Moving to retirement planning, when aiming for a desired level of spending in the future, a rate must be assumed for earnings on investments. Many super funds default to 7.5%, despite bonds currently offering only 0.25% and equities being fully valued. We delve into models of Robert Shiller, London Business School, Research Affiliates and Schroders to estimate a sustainable future performance assumption.

Complementing this, Stephen Miller takes a look at the perils of forecasting in the current market, but despite the unknowns, he sees more risks to the downside.

Still on long-term planning, Wade Matterson provides updated data on the spending of older retirees, who might not need as much money as they expect. Financial advisers often need to convince their retired clients to spend more.

Over the years, we have received many questions on how Net Tangible Assets for Listed Investment Companies (LICs) are calculated. It seems such a simple concept, but as Scott Whiddett and colleagues show, there is a lot of discretion you should know about.

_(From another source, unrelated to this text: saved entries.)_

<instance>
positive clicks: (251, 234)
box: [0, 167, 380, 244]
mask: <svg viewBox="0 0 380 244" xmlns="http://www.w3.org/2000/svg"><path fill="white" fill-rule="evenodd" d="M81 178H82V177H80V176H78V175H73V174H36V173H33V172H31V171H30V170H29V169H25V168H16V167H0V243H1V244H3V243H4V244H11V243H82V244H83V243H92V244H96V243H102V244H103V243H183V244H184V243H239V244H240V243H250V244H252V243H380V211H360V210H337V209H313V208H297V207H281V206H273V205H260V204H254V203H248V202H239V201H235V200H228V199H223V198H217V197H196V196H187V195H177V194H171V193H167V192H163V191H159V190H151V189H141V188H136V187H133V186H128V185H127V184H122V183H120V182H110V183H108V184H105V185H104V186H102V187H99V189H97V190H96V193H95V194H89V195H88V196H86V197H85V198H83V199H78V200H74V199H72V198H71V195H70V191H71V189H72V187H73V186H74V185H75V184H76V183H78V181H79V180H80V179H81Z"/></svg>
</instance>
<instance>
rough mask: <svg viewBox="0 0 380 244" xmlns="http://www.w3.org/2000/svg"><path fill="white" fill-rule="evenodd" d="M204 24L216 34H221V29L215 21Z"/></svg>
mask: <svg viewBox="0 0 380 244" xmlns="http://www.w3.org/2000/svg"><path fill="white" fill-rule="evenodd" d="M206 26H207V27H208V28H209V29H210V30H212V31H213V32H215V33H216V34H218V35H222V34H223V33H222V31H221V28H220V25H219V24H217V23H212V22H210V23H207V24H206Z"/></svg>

Nathan Zaia checks the value in Australian banks after their heavy price falls and dividend suspensions, to see whether they should continue to play a role in so many portfolios.

As Australia starts to relax coronavirus-inspired restrictions, Michael Collins says policymakers are faced with major ethical issues. Then Tony Dillon questions whether borrowers reducing repayments really realise how much more a loan will cost them, and some of the bank benevolence is not what it seems.

Finally, on his 68th birthday, Kevin Kelly, Co-Founder of Wired magazine has posted 68 little gems of wisdom with something for everyone.

This week's White Paper from Perpetual Investments explains how 'real return' funds work, and whether they have a place in the new investing environment.